Research Computing is planning a complete HiPerGator service outage to perform maintenance starting Monday, May 6, 2019 at 8:00am and ending Thursday, May 9, 2019 at 8:00pm. This will impact all areas of HiPerGator including login and compute nodes, filesystems, network connectivity, and the Slurm scheduler. Users will not be able to access any portion of the HiPerGator cluster effective May 6, 2019 at 8:00am and any active sessions will be terminated at that time.
All maintenance was completed on time. However, there was a problem with the Orange file system, and it was not brought online with the rest of the cluster on May 9th.
After investigation, the cause of the issues for the Orange file system crashing were determined and it was brought back online on May 13th, but without SAMBA support for Windows machines. Users who rely on SAMBA connections to the Orange file system are requested to use SFTP or SCP protocols until a solution to the problem of the interface between SAMBA and the Orange file system is in place. DDN (the hardware provider for Orange storage) has been contacted and a patch is in the works.
Job Scheduling: No jobs can be scheduled to run past 8:00am on 5/6.
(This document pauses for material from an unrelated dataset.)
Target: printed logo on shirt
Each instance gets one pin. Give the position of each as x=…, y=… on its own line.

The scheduling system has been adjusted so that jobs will not be able to run past the scheduled service maintenance start time. Because of this, it may become increasingly more difficult for your jobs to start. If you submit a job prior to the scheduled maintenance date but the job is unable to be completed before the maintenance start time, your job will remain in the queue until maintenance has been completed and scheduling is resumed. Another option is to decrease the time requested for a job by using the ‘––time’ flag and setting it to a value that will fit within the remaining window.
Work to be performed
There are two major tasks to be performed, both resulting in the need to take all services offline for a period of time. The first major task is the migration of the shared directories, /home and /apps, from an aging filesystem to a new, modern scalable solution. Since all users mount /home immediately upon login, it is imperative that there is no activity on the cluster during this migration process in order to avoid potential data corruption. The new storage system was announced in the UFIT News on March 12, 2019 and more information can be found on the UF RC website at www.rc.ufl.edu. The second major task involves a series of software upgrades for our latest Lustre storage environment, known to most as Orange storage. These upgrades will provide a more recent version of the Lustre filesystem which includes several new features that will be beneficial to the HPC community, as well as bug fixes, security patches and firmware updates. The upgrade process however, does involve taking the entire /orange filesystem offline.
Resumption of Services
Once all services have been restored and extensive testing has been completed by Research Computing staff, access to the cluster will be restored and the scheduler will be resumed. Please notify support immediately if you encounter any issues with HiPerGator services after the maintenance activities have been completed. Also, feel free to contact support if you have any questions or concerns regarding the upcoming maintenance.